Level 4 (today): 0% Autonomy Index. Every pipeline is manually triggered and reviewed. The engine works; the human decides everything.

Level 4.5: 20–40% Autonomy Index. Event triggers work. Humans review most results, but routine high-confidence work starts merging on its own.

Level 4.8: 50–70% Autonomy Index. High-confidence work auto-merges. Failures self-heal. Humans focus on the interesting problems.

Level 5: 80–95% Autonomy Index. Issues become deployments with minimal human touchpoints. The dark factory.

Note the ceiling: not 100%. The ROADMAP is explicit: "Some work should always require human judgment." This isn't a limitation. It's a design decision.

Here's the North Star scenario, pulled directly from the roadmap:

9:47 PM — Someone opens issue #892: "CSV export truncates rows > 10,000." Orchemist classifies it (confidence: 0.91), spawns the coding pipeline. 9:52 PM — Spec agent reads the issue, identifies affected files, produces a plan scoring 0.88 — above the auto-proceed threshold. 10:14 PM — Implementation complete. Review flags a missing edge case. Fix pipeline runs. Re-review scores APPROVE. Tests pass. PR #347 created with full provenance. 10:16 PM — Confidence 0.93 exceeds the auto-merge threshold of 0.90. CI green. PR merges. Issue closes. 10:18 PM — Post-merge CI passes. Deployment pipeline promotes to staging. Smoke tests pass. 10:22 PM — Change ships to production.

11:30 PM — Sentry reports a new error. Orchemist detects the regression, creates issue #893, spawns a fix pipeline. By midnight, resolved.

Meanwhile — two content pipelines ran for the blog. A documentation pipeline updated the API reference. A research pipeline flagged its output for human review because confidence was 0.74, below the auto-publish threshold.

You review three items that needed human judgment. Everything else handled itself. The factory ran in the dark.

That's the vision. And to be clear about its scope: this has been proven on one codebase — Orchemist's own. Whether it generalizes to messy, legacy, multi-team repos is Sprint 5's question. We're not pretending otherwise.

Now here's the honesty about guardrails: they're as important as the automation. Non-negotiable rules: no auto-merge without CI green, period. No production deploy without a staging soak. Human-reviewable audit trail for every merge. Budget hard caps that cannot be overridden. Trust starts at zero for new repos and templates. And the kill switch: orch factory stop pauses all autonomous triggers immediately.

The ROADMAP also lists "retry loops that burn $1,000+" as a known risk with high likelihood. That's the kind of honesty you only get from someone who watched a machine spend an uncomfortable afternoon trying to retry its way through a rate limit. The guardrails aren't theoretical. They're scar tissue.

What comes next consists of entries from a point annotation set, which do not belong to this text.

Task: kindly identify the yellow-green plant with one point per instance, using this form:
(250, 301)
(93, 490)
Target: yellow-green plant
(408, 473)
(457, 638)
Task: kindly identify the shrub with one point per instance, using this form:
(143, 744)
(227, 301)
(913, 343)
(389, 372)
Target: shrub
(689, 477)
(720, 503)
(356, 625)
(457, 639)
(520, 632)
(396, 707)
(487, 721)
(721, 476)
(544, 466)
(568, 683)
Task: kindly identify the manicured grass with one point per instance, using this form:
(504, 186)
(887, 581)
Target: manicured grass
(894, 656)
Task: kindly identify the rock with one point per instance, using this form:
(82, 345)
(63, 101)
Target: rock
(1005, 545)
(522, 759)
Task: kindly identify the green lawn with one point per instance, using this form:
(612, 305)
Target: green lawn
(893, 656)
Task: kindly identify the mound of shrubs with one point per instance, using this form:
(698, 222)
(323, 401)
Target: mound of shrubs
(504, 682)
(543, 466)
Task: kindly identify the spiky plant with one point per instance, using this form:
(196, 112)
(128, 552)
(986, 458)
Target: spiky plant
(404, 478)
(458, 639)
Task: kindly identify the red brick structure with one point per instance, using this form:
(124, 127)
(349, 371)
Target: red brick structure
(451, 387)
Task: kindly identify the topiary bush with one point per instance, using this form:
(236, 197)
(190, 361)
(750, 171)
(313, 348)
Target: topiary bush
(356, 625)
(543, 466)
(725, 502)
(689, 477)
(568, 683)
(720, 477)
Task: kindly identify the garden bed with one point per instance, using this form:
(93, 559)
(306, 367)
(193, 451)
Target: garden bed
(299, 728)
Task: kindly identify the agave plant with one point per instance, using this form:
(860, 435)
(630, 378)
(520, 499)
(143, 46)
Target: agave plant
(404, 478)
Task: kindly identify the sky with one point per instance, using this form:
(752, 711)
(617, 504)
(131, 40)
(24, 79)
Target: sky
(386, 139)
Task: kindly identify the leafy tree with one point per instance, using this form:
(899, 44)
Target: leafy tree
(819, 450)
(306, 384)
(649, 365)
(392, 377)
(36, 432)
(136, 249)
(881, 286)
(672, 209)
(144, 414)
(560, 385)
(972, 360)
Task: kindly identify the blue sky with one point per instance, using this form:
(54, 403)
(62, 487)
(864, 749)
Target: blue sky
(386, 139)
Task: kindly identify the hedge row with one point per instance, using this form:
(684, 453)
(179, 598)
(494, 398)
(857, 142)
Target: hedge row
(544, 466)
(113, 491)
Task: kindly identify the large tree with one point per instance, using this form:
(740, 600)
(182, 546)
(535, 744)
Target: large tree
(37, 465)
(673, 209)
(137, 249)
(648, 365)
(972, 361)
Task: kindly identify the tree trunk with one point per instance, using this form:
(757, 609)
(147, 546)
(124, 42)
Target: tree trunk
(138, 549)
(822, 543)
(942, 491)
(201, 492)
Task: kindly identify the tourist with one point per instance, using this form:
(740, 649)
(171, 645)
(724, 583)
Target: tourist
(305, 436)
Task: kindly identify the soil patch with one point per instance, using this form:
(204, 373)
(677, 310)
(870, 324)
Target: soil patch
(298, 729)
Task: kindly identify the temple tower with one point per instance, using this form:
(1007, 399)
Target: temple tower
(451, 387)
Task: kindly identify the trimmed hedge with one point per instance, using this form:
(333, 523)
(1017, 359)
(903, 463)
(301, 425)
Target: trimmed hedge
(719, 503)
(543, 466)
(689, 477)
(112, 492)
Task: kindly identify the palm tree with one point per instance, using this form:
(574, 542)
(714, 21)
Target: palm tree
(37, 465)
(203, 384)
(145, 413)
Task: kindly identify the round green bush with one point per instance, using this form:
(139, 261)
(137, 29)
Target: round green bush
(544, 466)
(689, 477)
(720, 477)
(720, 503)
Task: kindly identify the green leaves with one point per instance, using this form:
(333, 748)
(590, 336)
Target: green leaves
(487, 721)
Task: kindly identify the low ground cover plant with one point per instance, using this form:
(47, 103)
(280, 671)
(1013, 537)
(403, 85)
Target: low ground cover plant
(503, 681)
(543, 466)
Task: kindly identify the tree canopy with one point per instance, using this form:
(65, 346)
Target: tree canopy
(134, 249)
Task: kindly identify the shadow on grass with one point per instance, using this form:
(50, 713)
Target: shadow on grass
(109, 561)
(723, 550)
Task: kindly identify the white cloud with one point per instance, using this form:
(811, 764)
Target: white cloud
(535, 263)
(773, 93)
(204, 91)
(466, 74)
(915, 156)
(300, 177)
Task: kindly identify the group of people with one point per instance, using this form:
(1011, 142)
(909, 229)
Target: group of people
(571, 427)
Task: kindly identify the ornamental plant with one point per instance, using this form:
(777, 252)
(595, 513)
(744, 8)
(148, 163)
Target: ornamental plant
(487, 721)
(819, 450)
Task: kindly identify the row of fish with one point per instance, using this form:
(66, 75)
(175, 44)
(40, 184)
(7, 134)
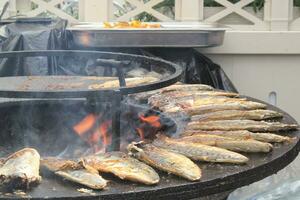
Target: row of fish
(222, 126)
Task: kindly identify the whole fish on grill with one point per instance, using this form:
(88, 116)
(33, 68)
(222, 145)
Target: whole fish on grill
(197, 110)
(237, 114)
(200, 152)
(190, 101)
(123, 166)
(186, 87)
(241, 134)
(76, 172)
(250, 125)
(199, 94)
(20, 170)
(165, 160)
(129, 82)
(232, 144)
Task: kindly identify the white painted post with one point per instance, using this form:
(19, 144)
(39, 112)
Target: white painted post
(95, 10)
(191, 10)
(12, 9)
(281, 14)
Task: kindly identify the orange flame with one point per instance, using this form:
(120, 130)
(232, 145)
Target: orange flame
(141, 133)
(85, 124)
(152, 120)
(92, 134)
(103, 131)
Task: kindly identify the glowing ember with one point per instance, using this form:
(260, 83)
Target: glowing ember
(84, 125)
(104, 132)
(92, 133)
(152, 120)
(141, 133)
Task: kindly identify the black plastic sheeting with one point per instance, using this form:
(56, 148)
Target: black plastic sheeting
(53, 36)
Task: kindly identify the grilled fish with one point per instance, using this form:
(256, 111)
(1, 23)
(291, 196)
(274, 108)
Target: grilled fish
(75, 171)
(232, 144)
(250, 125)
(200, 152)
(129, 82)
(123, 166)
(241, 134)
(191, 101)
(237, 114)
(180, 94)
(165, 160)
(186, 87)
(21, 169)
(197, 110)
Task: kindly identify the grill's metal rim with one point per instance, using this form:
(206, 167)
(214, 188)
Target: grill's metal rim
(196, 189)
(173, 78)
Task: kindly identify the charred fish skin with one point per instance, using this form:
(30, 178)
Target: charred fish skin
(84, 177)
(123, 166)
(242, 134)
(238, 145)
(232, 125)
(164, 160)
(75, 172)
(200, 152)
(198, 94)
(189, 87)
(21, 169)
(237, 114)
(242, 105)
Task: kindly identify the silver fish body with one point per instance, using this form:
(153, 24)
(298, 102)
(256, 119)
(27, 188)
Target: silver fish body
(165, 160)
(250, 125)
(75, 172)
(21, 169)
(123, 166)
(232, 144)
(242, 134)
(199, 152)
(237, 114)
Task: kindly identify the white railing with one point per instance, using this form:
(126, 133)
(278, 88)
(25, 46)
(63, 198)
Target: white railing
(275, 15)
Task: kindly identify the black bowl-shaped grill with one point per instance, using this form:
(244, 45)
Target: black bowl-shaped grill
(216, 178)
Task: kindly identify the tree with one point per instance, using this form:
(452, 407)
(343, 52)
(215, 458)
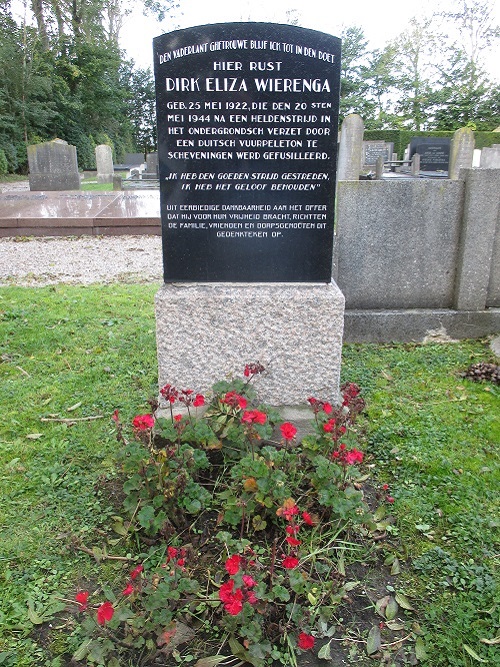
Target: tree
(467, 96)
(353, 87)
(379, 76)
(141, 109)
(414, 50)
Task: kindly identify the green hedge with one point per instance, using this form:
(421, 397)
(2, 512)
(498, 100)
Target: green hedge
(401, 138)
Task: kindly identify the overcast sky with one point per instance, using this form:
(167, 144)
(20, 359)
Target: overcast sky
(381, 21)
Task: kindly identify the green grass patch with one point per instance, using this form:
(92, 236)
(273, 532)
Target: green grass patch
(79, 353)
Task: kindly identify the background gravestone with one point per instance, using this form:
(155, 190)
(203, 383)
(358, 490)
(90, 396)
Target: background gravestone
(104, 162)
(53, 166)
(372, 150)
(434, 152)
(247, 134)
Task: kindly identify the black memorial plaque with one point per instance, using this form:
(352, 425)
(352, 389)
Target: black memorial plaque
(434, 152)
(247, 138)
(372, 150)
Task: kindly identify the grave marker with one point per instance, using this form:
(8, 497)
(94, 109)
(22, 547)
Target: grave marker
(434, 152)
(53, 165)
(104, 162)
(247, 133)
(372, 150)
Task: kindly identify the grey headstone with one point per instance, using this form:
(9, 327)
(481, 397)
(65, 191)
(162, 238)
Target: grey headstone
(351, 144)
(374, 149)
(490, 158)
(104, 161)
(462, 152)
(134, 159)
(53, 166)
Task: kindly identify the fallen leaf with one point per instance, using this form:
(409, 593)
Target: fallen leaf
(491, 642)
(473, 654)
(373, 642)
(173, 636)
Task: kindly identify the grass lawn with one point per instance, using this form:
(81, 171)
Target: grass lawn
(78, 353)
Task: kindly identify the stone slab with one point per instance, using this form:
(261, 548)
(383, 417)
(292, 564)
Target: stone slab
(144, 205)
(49, 213)
(206, 332)
(406, 326)
(481, 224)
(397, 242)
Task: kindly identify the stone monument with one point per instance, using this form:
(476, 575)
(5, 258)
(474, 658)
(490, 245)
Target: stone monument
(53, 166)
(104, 162)
(247, 132)
(462, 152)
(434, 153)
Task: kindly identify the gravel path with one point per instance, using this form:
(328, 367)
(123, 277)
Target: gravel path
(80, 260)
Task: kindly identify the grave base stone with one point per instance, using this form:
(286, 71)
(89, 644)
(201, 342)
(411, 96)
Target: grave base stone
(104, 161)
(53, 166)
(207, 332)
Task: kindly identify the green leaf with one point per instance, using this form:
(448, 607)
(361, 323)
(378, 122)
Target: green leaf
(324, 652)
(473, 654)
(391, 610)
(82, 651)
(146, 516)
(312, 599)
(373, 642)
(396, 567)
(34, 617)
(211, 661)
(420, 651)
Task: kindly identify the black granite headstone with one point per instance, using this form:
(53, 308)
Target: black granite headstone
(247, 137)
(372, 150)
(434, 152)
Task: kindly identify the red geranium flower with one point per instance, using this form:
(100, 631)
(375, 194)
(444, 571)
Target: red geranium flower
(288, 431)
(169, 393)
(249, 581)
(235, 605)
(233, 602)
(251, 598)
(105, 613)
(329, 426)
(254, 417)
(136, 571)
(199, 400)
(232, 564)
(353, 456)
(143, 422)
(306, 517)
(82, 599)
(235, 400)
(290, 562)
(305, 642)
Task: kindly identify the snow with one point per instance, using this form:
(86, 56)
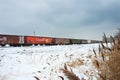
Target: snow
(45, 62)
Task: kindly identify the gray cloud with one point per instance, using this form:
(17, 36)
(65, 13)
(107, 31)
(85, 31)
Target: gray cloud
(60, 18)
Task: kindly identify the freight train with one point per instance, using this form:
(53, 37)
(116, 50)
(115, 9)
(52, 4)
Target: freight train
(17, 40)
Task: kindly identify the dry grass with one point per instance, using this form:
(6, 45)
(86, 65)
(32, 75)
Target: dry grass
(109, 66)
(75, 63)
(69, 74)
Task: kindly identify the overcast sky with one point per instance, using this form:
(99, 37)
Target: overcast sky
(86, 19)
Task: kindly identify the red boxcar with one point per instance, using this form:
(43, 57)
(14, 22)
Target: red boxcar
(37, 40)
(9, 39)
(61, 41)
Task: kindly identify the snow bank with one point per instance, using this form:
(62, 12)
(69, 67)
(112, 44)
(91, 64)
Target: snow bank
(45, 62)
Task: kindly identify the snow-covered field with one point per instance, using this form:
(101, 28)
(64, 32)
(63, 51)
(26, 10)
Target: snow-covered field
(45, 62)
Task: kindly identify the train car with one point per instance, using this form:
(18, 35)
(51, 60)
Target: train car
(75, 41)
(28, 40)
(61, 41)
(11, 40)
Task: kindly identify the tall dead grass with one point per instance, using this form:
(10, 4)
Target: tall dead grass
(108, 63)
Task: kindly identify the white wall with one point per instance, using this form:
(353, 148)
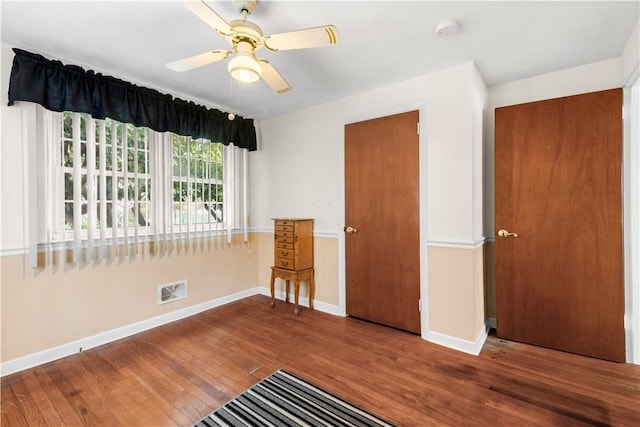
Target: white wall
(304, 153)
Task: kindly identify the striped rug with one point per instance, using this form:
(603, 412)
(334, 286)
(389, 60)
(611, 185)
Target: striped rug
(283, 399)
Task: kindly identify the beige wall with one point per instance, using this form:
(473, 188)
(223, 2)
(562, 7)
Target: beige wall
(48, 307)
(456, 280)
(325, 252)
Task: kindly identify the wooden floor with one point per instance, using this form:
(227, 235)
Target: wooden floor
(178, 373)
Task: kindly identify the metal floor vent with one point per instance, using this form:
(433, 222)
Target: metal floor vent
(172, 292)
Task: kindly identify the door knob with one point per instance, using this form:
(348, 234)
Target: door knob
(505, 233)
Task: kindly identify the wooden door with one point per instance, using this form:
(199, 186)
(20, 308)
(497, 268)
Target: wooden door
(382, 209)
(558, 185)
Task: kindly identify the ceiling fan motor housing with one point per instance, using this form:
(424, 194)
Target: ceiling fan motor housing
(245, 31)
(245, 5)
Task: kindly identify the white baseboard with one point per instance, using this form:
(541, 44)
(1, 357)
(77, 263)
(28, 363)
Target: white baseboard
(492, 323)
(459, 344)
(68, 349)
(303, 301)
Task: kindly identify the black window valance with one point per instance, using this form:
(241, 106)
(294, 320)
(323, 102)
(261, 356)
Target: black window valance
(59, 87)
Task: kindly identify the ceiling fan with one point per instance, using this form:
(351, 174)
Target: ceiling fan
(245, 38)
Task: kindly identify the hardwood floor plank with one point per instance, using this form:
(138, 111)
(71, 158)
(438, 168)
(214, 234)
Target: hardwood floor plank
(178, 373)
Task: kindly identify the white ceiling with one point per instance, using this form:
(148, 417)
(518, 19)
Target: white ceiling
(381, 42)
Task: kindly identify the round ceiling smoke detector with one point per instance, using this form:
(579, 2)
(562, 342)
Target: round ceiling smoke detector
(447, 28)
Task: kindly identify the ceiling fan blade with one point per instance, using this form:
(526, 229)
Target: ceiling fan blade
(198, 60)
(273, 78)
(301, 39)
(208, 15)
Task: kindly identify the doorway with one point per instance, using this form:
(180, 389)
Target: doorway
(559, 249)
(382, 221)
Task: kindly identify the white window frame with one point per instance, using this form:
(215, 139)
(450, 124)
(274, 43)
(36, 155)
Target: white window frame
(47, 193)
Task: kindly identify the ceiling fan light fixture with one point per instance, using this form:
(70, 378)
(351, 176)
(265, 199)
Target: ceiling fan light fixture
(244, 68)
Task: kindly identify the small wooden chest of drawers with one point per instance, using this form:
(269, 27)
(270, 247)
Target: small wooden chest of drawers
(293, 256)
(293, 248)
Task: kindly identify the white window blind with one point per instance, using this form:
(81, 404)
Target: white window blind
(107, 189)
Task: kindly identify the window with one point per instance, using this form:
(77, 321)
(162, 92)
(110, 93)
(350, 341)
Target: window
(108, 187)
(197, 181)
(112, 174)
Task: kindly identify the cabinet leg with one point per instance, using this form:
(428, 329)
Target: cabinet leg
(296, 294)
(286, 295)
(272, 287)
(312, 289)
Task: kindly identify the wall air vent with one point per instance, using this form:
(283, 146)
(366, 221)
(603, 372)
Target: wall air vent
(172, 292)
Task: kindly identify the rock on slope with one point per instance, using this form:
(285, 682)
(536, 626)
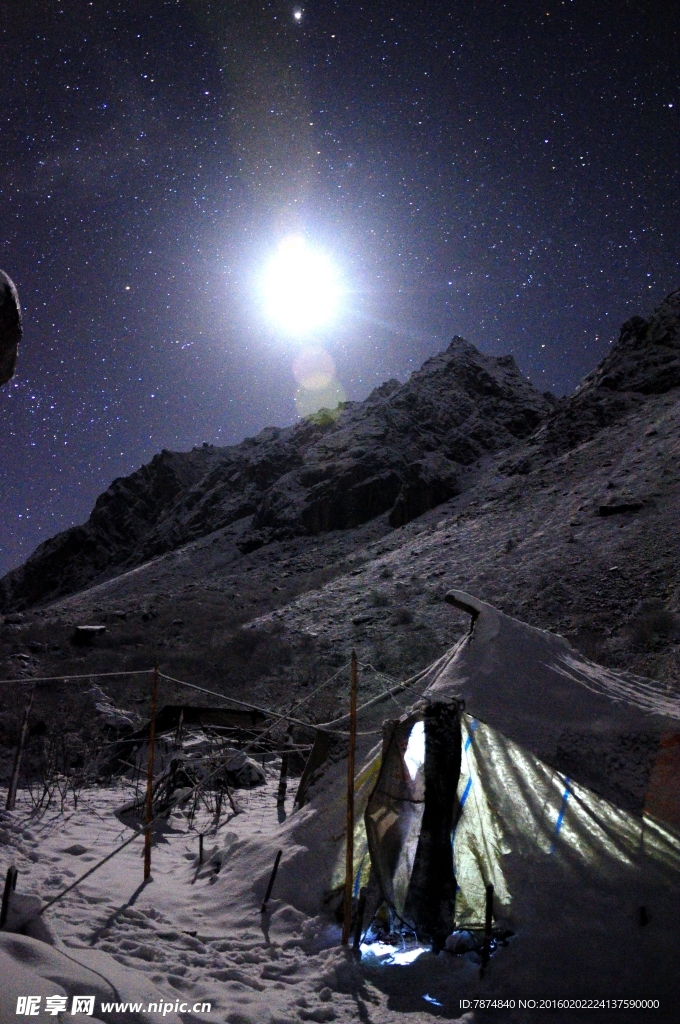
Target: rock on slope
(406, 448)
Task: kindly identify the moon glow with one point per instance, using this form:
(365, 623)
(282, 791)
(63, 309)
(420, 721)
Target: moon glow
(300, 288)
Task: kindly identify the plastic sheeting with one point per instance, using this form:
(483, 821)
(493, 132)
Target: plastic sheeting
(518, 821)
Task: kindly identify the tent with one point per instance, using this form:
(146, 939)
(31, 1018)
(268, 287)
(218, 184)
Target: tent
(525, 766)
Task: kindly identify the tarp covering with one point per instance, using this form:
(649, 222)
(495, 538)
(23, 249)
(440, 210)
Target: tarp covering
(517, 822)
(598, 726)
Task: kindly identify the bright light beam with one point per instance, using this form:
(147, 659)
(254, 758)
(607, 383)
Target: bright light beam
(300, 288)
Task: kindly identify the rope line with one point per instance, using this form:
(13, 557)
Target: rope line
(68, 678)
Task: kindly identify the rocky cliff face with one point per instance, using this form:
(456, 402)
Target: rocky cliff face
(644, 360)
(405, 450)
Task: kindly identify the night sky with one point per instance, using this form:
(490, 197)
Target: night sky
(503, 171)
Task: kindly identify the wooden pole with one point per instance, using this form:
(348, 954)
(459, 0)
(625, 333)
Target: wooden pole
(358, 924)
(271, 882)
(10, 886)
(486, 948)
(349, 849)
(150, 780)
(13, 783)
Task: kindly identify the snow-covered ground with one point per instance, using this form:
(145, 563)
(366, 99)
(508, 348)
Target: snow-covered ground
(195, 933)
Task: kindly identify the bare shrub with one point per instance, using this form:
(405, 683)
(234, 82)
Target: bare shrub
(653, 622)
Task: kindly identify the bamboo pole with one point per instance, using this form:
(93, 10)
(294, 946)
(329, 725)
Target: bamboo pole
(150, 780)
(489, 916)
(10, 886)
(272, 878)
(349, 849)
(13, 783)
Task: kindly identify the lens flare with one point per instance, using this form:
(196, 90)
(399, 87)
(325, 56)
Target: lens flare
(309, 400)
(313, 369)
(300, 288)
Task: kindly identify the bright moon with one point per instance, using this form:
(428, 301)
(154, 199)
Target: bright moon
(300, 288)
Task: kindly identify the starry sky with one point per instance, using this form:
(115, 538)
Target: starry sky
(503, 171)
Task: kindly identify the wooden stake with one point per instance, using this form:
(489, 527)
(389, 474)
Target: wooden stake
(349, 850)
(358, 924)
(10, 886)
(486, 948)
(13, 783)
(150, 780)
(271, 881)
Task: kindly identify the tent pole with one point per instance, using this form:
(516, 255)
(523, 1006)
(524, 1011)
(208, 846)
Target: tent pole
(150, 779)
(13, 782)
(486, 949)
(349, 850)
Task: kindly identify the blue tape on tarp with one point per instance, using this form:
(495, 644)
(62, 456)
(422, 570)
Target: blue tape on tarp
(560, 816)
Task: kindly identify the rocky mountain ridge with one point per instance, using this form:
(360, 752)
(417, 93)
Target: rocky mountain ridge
(405, 450)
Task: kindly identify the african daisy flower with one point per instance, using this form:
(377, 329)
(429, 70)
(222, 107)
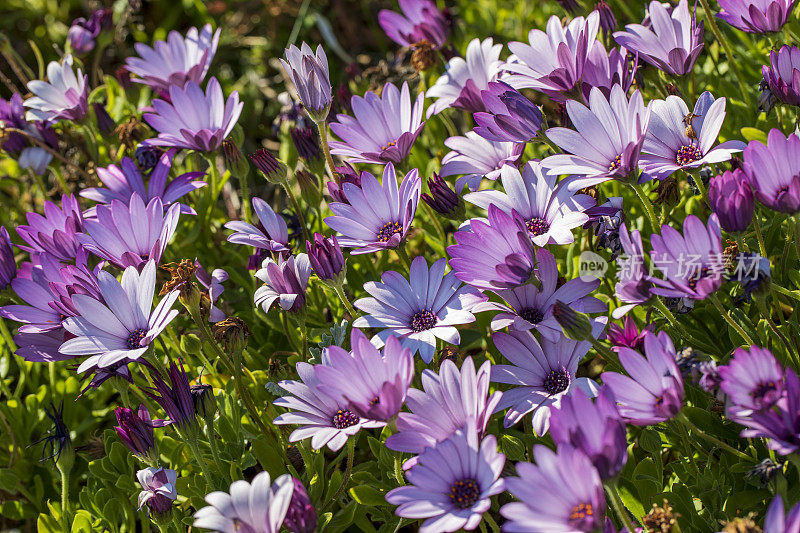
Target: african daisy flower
(192, 119)
(132, 234)
(122, 328)
(176, 61)
(654, 391)
(673, 42)
(383, 128)
(608, 141)
(550, 211)
(372, 382)
(376, 217)
(452, 483)
(324, 419)
(668, 148)
(475, 158)
(63, 98)
(260, 506)
(418, 311)
(542, 373)
(461, 84)
(530, 307)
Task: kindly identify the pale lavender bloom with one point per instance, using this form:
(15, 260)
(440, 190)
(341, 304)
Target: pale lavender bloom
(673, 41)
(452, 483)
(541, 374)
(376, 217)
(528, 307)
(257, 507)
(383, 128)
(608, 141)
(192, 119)
(667, 148)
(461, 85)
(551, 211)
(326, 420)
(122, 327)
(63, 96)
(475, 158)
(132, 234)
(418, 311)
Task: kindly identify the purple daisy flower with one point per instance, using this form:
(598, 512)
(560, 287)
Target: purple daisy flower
(376, 217)
(260, 506)
(550, 211)
(668, 148)
(530, 307)
(64, 97)
(274, 237)
(608, 141)
(595, 428)
(654, 391)
(542, 374)
(373, 383)
(554, 62)
(122, 328)
(56, 232)
(192, 119)
(383, 128)
(475, 158)
(561, 492)
(452, 483)
(132, 234)
(773, 171)
(176, 61)
(461, 85)
(756, 16)
(285, 281)
(326, 420)
(450, 400)
(122, 181)
(673, 41)
(493, 253)
(692, 263)
(420, 20)
(419, 310)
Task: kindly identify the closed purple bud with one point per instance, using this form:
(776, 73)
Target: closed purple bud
(731, 198)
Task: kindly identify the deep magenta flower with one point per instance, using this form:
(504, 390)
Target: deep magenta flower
(192, 119)
(756, 16)
(376, 217)
(372, 382)
(176, 61)
(383, 128)
(420, 20)
(461, 84)
(773, 170)
(654, 391)
(63, 97)
(608, 141)
(673, 41)
(561, 492)
(692, 263)
(452, 483)
(130, 234)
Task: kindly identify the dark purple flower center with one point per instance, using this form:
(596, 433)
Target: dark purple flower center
(344, 419)
(688, 154)
(556, 381)
(135, 338)
(537, 226)
(532, 315)
(423, 320)
(387, 230)
(465, 493)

The five levels of autonomy — Level 4 today with near-zero Autonomy Index, Level 5 the dark factory at 80–95%, with an explicit ceiling below 100% by design

V2: The Factory Builds the Factory

Here's where the recursive mind-bending happens.

V1 is Python. It works. It has shipped 350+ issues. But Python's Global Interpreter Lock means that the entire concurrency.py — 597 lines of it — is workarounds for the fact that ThreadPoolExecutor provides concurrent I/O but not parallel execution. The queue.py module adds another 623 lines. Together with progress tracking and heartbeat monitoring, that's 1,994 lines of code that exist solely because Python's concurrency model isn't native to the problem.

V2 is Go. Goroutines replace ThreadPoolExecutor. Channels replace the queue. context.Context replaces abort_event = threading.Event(). Those 1,994 lines don't get rewritten — they disappear, because Go's standard library provides them for free.

The numbers across the full codebase: roughly 20,000 lines of Python become an estimated 10,500 lines of Go. A 47% reduction. The resulting binary is a single ~20MB file with zero external dependencies. Install it with curl | sh. Run it with ./orch serve. That binary embeds the CLI, daemon, API server, web UI, template engine, git integration, SQLite store, and plugin host. Everything.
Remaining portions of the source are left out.